SEOUL – South Korean writer Cho Nam-joo, author of “Kim Ji-young, Born 1982,” has said her bestseller, which is somewhat of a reference for the feminist movement in her home country, has transcended her to take on a life of its own.
“The story of Kim Ji-young is no longer mine alone,” Cho told EFE of her book, which was published at the end of 2016 and became the first in a decade to sell over 1 million copies in South Korea.
Her story has gone on to become a generational testament for many South Koreans.
Cho believed that at this point her book, recently adapted for cinema, is something to expand, motivate more people to talk, reflect and debate with one another.
The book tells the tale of Kim Ji-young, who becomes a first-time mother at 33 in a world where men rule.
“From the beginning I wanted the novel to reach and move as many women as possible,” said Cho.
“I took experiences told by women on internet forums and reports, interviews and books on the life and work of various women as a reference,” said the author, who like her protagonist left her job as a screenwriter upon giving birth to her daughter.
In an interview with EFE, Cho explained how women born in the early 1980s in South Korea came into a world that was on the brink of change but still deeply steeped in tradition.
“(The character) represents that generation born and raised at a time marked by certain improvements, although incipient, in terms of sexual discrimination in South Korea,” she said.
“These women had better access to education and socio-economic opportunities than their older mothers or sisters. However, they were frustrated by the discriminatory traditions, practices and laws that prevailed and still exist,” she added.

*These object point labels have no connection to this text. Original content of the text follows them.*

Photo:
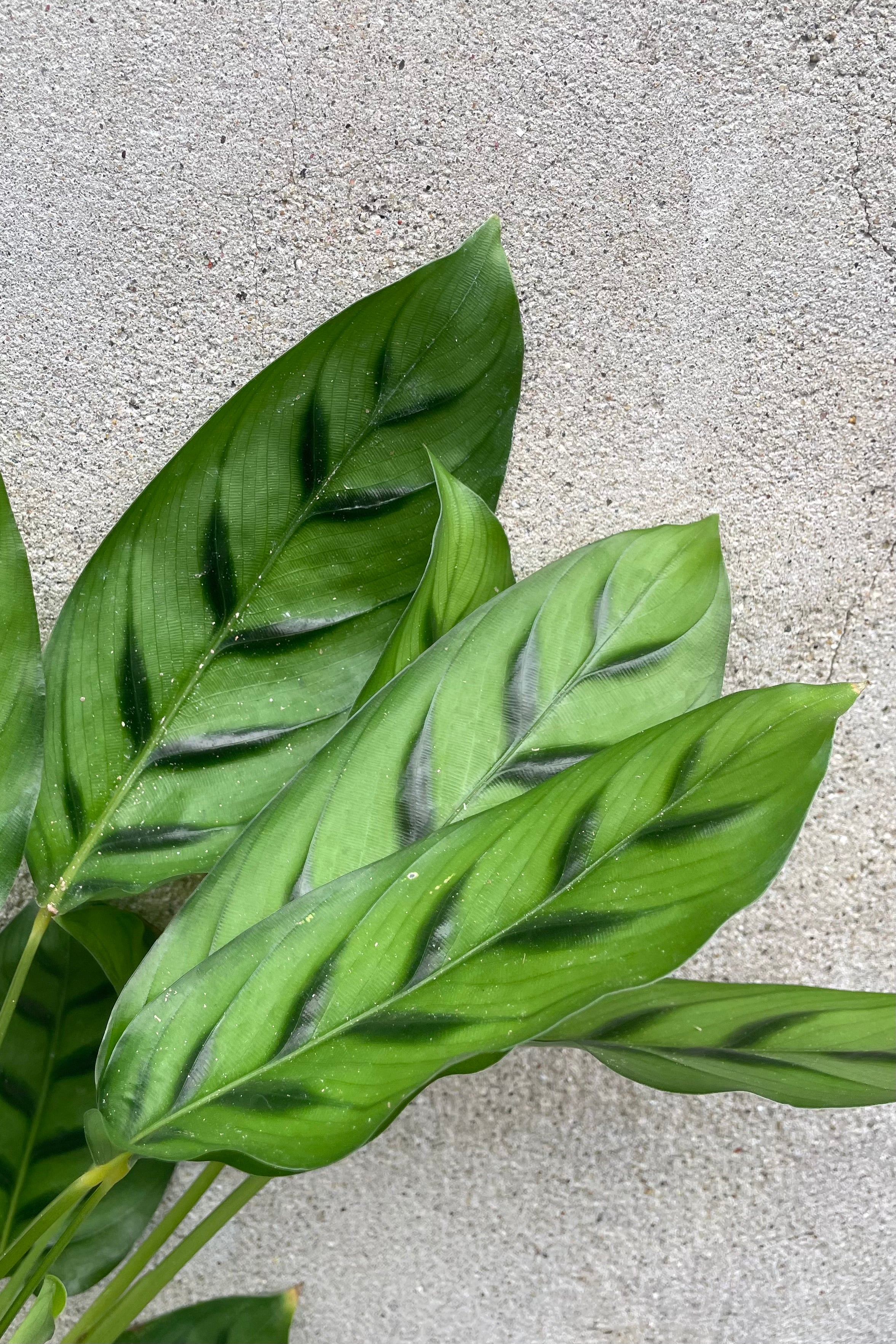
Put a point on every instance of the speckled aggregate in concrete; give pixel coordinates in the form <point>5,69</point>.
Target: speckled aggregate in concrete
<point>699,205</point>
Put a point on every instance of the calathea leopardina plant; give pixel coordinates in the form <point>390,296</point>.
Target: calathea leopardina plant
<point>441,815</point>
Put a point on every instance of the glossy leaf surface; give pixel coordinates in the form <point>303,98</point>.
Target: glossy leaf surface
<point>792,1044</point>
<point>226,1320</point>
<point>618,636</point>
<point>469,564</point>
<point>301,1038</point>
<point>22,698</point>
<point>117,939</point>
<point>111,1232</point>
<point>40,1324</point>
<point>224,630</point>
<point>46,1087</point>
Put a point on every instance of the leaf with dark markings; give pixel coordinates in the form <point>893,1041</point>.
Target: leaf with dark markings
<point>21,698</point>
<point>792,1044</point>
<point>509,945</point>
<point>226,1320</point>
<point>224,630</point>
<point>46,1085</point>
<point>469,564</point>
<point>117,939</point>
<point>40,1324</point>
<point>507,699</point>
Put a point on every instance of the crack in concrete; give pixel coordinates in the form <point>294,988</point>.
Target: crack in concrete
<point>864,201</point>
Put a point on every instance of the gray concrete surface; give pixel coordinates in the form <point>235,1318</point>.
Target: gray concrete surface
<point>699,203</point>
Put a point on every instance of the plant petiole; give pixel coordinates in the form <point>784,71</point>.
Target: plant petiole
<point>38,929</point>
<point>70,1197</point>
<point>143,1292</point>
<point>144,1253</point>
<point>38,1267</point>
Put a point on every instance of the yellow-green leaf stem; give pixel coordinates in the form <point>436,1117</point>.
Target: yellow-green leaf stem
<point>618,636</point>
<point>224,630</point>
<point>305,1036</point>
<point>11,998</point>
<point>128,1307</point>
<point>144,1253</point>
<point>15,1296</point>
<point>22,701</point>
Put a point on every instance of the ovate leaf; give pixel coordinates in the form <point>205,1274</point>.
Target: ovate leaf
<point>793,1044</point>
<point>226,1320</point>
<point>469,564</point>
<point>21,698</point>
<point>116,1225</point>
<point>40,1324</point>
<point>301,1038</point>
<point>46,1085</point>
<point>224,630</point>
<point>618,636</point>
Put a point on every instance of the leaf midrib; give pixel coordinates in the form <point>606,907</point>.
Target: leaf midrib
<point>570,685</point>
<point>473,952</point>
<point>156,737</point>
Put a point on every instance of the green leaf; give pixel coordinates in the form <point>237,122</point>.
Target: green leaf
<point>301,1038</point>
<point>226,625</point>
<point>40,1324</point>
<point>227,1320</point>
<point>793,1044</point>
<point>22,698</point>
<point>117,939</point>
<point>46,1087</point>
<point>469,564</point>
<point>116,1225</point>
<point>618,636</point>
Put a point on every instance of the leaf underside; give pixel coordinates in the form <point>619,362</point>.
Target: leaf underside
<point>792,1044</point>
<point>468,565</point>
<point>616,638</point>
<point>22,698</point>
<point>301,1038</point>
<point>226,1320</point>
<point>224,630</point>
<point>46,1087</point>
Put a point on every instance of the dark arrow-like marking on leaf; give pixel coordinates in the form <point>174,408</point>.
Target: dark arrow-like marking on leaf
<point>219,572</point>
<point>674,828</point>
<point>312,448</point>
<point>134,690</point>
<point>227,745</point>
<point>414,804</point>
<point>407,1026</point>
<point>276,1097</point>
<point>570,929</point>
<point>522,695</point>
<point>296,632</point>
<point>156,838</point>
<point>745,1038</point>
<point>534,769</point>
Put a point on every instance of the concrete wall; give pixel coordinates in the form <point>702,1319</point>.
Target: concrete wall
<point>699,203</point>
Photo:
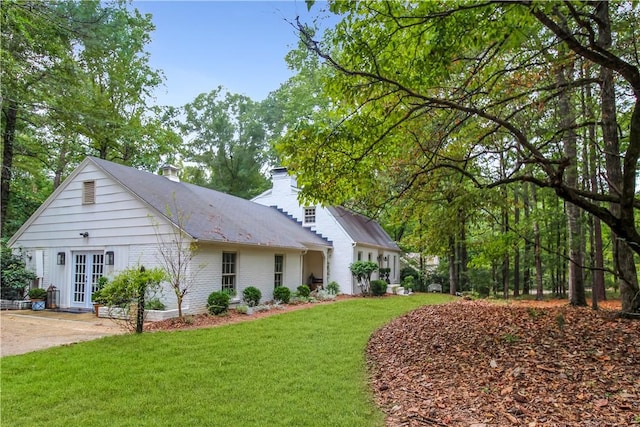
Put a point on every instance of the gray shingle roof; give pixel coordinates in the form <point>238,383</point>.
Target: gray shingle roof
<point>362,229</point>
<point>214,216</point>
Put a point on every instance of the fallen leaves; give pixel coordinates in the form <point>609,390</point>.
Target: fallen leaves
<point>476,363</point>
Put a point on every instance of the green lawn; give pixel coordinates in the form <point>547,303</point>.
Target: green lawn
<point>302,368</point>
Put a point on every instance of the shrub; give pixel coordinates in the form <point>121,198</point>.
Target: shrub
<point>304,291</point>
<point>252,296</point>
<point>38,293</point>
<point>322,295</point>
<point>378,287</point>
<point>333,288</point>
<point>14,277</point>
<point>218,302</point>
<point>408,283</point>
<point>282,294</point>
<point>154,304</point>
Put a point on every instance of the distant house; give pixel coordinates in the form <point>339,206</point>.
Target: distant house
<point>106,217</point>
<point>354,237</point>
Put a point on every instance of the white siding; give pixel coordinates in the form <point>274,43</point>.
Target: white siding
<point>285,197</point>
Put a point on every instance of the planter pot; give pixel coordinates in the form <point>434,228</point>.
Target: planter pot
<point>37,304</point>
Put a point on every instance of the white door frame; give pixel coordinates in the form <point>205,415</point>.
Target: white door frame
<point>88,267</point>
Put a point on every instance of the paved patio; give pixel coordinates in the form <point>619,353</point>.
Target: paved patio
<point>23,331</point>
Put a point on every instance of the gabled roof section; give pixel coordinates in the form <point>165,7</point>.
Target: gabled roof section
<point>213,216</point>
<point>362,229</point>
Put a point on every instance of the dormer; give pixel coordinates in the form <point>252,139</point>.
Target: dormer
<point>170,172</point>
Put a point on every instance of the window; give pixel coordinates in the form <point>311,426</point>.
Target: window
<point>88,192</point>
<point>310,215</point>
<point>278,269</point>
<point>229,272</point>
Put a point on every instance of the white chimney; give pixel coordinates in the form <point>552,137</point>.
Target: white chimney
<point>170,172</point>
<point>282,181</point>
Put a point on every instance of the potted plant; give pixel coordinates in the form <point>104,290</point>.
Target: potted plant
<point>37,297</point>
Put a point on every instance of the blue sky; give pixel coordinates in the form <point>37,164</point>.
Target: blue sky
<point>239,45</point>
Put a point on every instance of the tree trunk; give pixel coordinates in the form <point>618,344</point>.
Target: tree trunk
<point>463,256</point>
<point>570,142</point>
<point>516,256</point>
<point>623,254</point>
<point>526,275</point>
<point>537,250</point>
<point>8,140</point>
<point>453,273</point>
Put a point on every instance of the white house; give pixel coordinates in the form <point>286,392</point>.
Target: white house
<point>106,217</point>
<point>354,237</point>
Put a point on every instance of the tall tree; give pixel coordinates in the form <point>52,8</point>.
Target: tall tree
<point>227,137</point>
<point>76,82</point>
<point>397,64</point>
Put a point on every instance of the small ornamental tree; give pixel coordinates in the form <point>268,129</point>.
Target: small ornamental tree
<point>177,252</point>
<point>128,289</point>
<point>362,271</point>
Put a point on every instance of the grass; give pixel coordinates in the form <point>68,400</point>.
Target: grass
<point>304,367</point>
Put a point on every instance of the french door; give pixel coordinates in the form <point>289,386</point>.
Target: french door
<point>88,267</point>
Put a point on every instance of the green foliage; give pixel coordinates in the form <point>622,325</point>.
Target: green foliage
<point>378,288</point>
<point>76,82</point>
<point>96,296</point>
<point>333,287</point>
<point>242,309</point>
<point>154,304</point>
<point>282,294</point>
<point>251,295</point>
<point>408,283</point>
<point>218,302</point>
<point>227,139</point>
<point>304,291</point>
<point>362,271</point>
<point>37,293</point>
<point>129,285</point>
<point>14,277</point>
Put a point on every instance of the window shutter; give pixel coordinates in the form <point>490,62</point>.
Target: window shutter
<point>88,192</point>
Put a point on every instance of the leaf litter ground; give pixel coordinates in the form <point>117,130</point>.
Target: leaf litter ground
<point>474,363</point>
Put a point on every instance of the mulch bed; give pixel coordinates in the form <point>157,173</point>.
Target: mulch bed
<point>474,363</point>
<point>209,320</point>
<point>482,364</point>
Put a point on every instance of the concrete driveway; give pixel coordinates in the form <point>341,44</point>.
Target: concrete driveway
<point>22,331</point>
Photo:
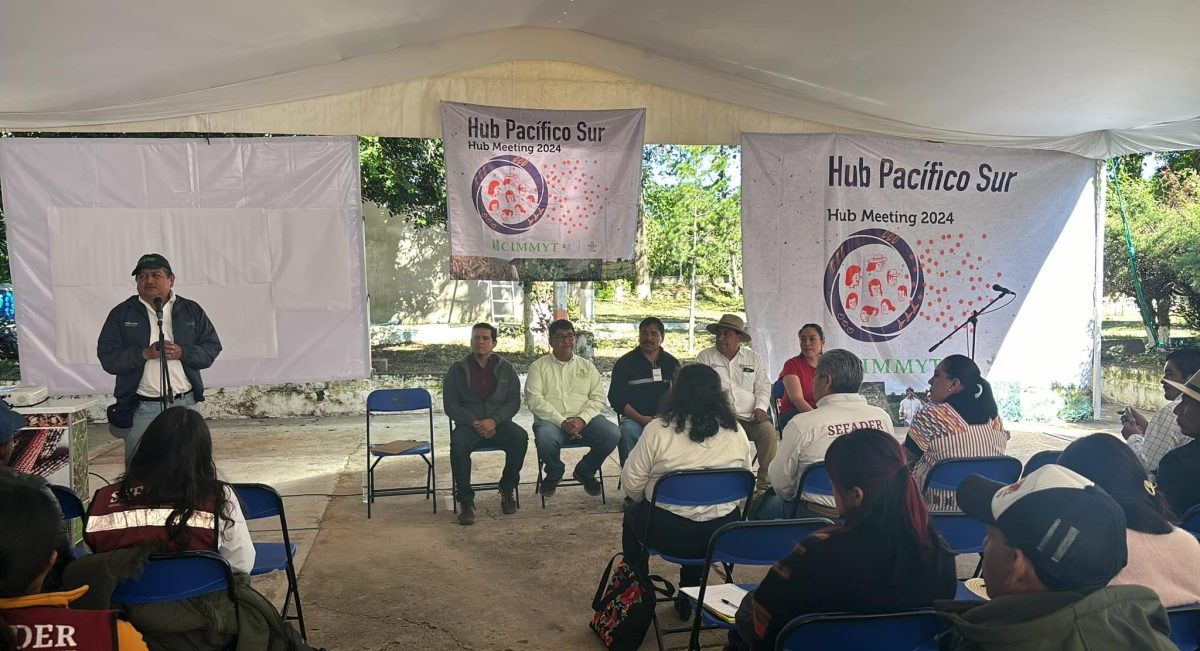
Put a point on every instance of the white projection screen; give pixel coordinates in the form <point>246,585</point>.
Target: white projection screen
<point>265,233</point>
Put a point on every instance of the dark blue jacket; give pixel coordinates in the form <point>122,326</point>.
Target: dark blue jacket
<point>126,332</point>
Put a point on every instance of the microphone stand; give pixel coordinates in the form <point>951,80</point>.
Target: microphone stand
<point>165,392</point>
<point>973,322</point>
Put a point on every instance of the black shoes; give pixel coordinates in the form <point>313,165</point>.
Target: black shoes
<point>467,515</point>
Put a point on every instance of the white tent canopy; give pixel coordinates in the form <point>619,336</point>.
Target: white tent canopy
<point>1091,77</point>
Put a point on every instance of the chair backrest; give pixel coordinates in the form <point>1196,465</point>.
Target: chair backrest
<point>761,542</point>
<point>963,533</point>
<point>703,487</point>
<point>909,631</point>
<point>69,502</point>
<point>258,501</point>
<point>399,400</point>
<point>1041,459</point>
<point>168,578</point>
<point>1185,626</point>
<point>1191,520</point>
<point>946,475</point>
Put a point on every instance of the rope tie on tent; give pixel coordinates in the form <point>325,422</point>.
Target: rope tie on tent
<point>1147,318</point>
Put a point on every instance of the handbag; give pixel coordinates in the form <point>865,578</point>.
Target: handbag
<point>624,604</point>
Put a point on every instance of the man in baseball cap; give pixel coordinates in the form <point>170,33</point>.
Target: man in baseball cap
<point>1055,539</point>
<point>1179,472</point>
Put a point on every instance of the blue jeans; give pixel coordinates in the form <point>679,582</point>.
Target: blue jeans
<point>143,416</point>
<point>630,432</point>
<point>600,434</point>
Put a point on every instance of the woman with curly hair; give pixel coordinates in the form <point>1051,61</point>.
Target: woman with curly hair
<point>696,429</point>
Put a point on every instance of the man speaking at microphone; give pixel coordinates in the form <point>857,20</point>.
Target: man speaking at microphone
<point>129,348</point>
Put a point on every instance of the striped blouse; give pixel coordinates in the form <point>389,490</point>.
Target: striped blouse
<point>942,434</point>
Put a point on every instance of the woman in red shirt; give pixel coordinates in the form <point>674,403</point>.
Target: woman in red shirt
<point>798,375</point>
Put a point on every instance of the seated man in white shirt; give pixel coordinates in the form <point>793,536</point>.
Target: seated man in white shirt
<point>563,392</point>
<point>748,386</point>
<point>840,410</point>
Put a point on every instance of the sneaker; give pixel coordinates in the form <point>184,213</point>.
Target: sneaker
<point>591,484</point>
<point>467,514</point>
<point>683,608</point>
<point>508,502</point>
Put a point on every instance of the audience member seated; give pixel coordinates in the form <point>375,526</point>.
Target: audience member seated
<point>887,555</point>
<point>695,430</point>
<point>29,617</point>
<point>841,410</point>
<point>564,394</point>
<point>961,419</point>
<point>1157,550</point>
<point>1151,440</point>
<point>481,393</point>
<point>640,381</point>
<point>748,387</point>
<point>171,496</point>
<point>1179,472</point>
<point>798,375</point>
<point>1054,543</point>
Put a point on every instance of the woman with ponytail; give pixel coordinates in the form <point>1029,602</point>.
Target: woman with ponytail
<point>960,420</point>
<point>886,556</point>
<point>1162,556</point>
<point>29,617</point>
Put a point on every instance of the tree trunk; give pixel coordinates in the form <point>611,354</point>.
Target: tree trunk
<point>527,312</point>
<point>641,264</point>
<point>1163,316</point>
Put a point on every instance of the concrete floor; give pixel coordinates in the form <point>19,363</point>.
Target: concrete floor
<point>413,579</point>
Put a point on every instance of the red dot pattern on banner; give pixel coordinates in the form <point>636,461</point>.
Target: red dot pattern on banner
<point>943,290</point>
<point>575,195</point>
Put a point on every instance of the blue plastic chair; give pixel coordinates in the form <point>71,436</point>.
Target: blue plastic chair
<point>390,401</point>
<point>1043,458</point>
<point>814,481</point>
<point>1191,520</point>
<point>261,501</point>
<point>909,631</point>
<point>484,446</point>
<point>946,475</point>
<point>173,577</point>
<point>1185,626</point>
<point>694,488</point>
<point>757,543</point>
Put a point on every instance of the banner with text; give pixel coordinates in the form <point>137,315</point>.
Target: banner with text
<point>891,244</point>
<point>541,195</point>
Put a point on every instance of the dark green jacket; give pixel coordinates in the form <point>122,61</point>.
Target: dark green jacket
<point>460,402</point>
<point>1120,616</point>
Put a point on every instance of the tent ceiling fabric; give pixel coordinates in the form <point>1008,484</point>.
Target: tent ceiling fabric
<point>1092,77</point>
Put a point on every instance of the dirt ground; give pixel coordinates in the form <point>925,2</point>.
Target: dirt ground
<point>413,579</point>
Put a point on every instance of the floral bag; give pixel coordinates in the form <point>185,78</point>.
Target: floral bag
<point>624,604</point>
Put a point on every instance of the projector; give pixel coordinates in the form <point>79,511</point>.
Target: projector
<point>23,396</point>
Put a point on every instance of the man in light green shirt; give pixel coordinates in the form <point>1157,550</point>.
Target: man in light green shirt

“My intention was to talk about that generation, about those women who because of that gap precisely feel even more defeated and confused. Some say that the reality of women has greatly improved with respect to the past.”
But things have changed significantly since that period and the Asian country has not been immune to the #MeToo movement that has rippled across the globe.
“I think South Koreans, above all women, we’re passing through an important time. We’re very active. We’re in the streets protesting. And that’s leading to positive changes,” she said. “Female protagonism is growing in literature and in culture in general, while images or sexist and discriminatory messages are diminishing.”
Cho said activism and solidarity between women has been key in legal advances in the past two years, with her country toughening up punishments for sex crimes and the Constitutional Court ruling that a ban on abortion was unconstitutional.
“If until recently there’s more of a feeling of defeat or cynicism, now women themselves are witnesses to the fact our voices can change the world. And I think that my novel tunes into this,” she told EFE.
Her book has also had an influence on politics, with new rules approved on routing out workplace discrimination being referred to as “Kim Ji-young laws.”
When asked if she considers herself a feminist she said: “In my opinion, feminism is a value that advocates that no one misses opportunities, sees their possibilities limited or are threatened or exposed to violence because of their gender.
“In this sense, ‘Kim Ji-young, Born 1982’ is a feminist novel and I am a feminist. Feminism is not a qualification or a criterion of censorship. It is an orientation and attitude. From my point of view, the word feminism should not be used so strictly,” she added.
Cho’s book which has sold copies across 19 countries is unlikely to disappear from the South Korean cultural scene anytime soon.
“Kim Ji-young has become something like the personal pronoun of all Korean women. She is the exponent of Korean women in their thirties who share common experiences, feelings and dilemmas,” she said. “But, I reject those pronouns, since what I wish is that everyone can live as an individual with their own problems, experiences and future.”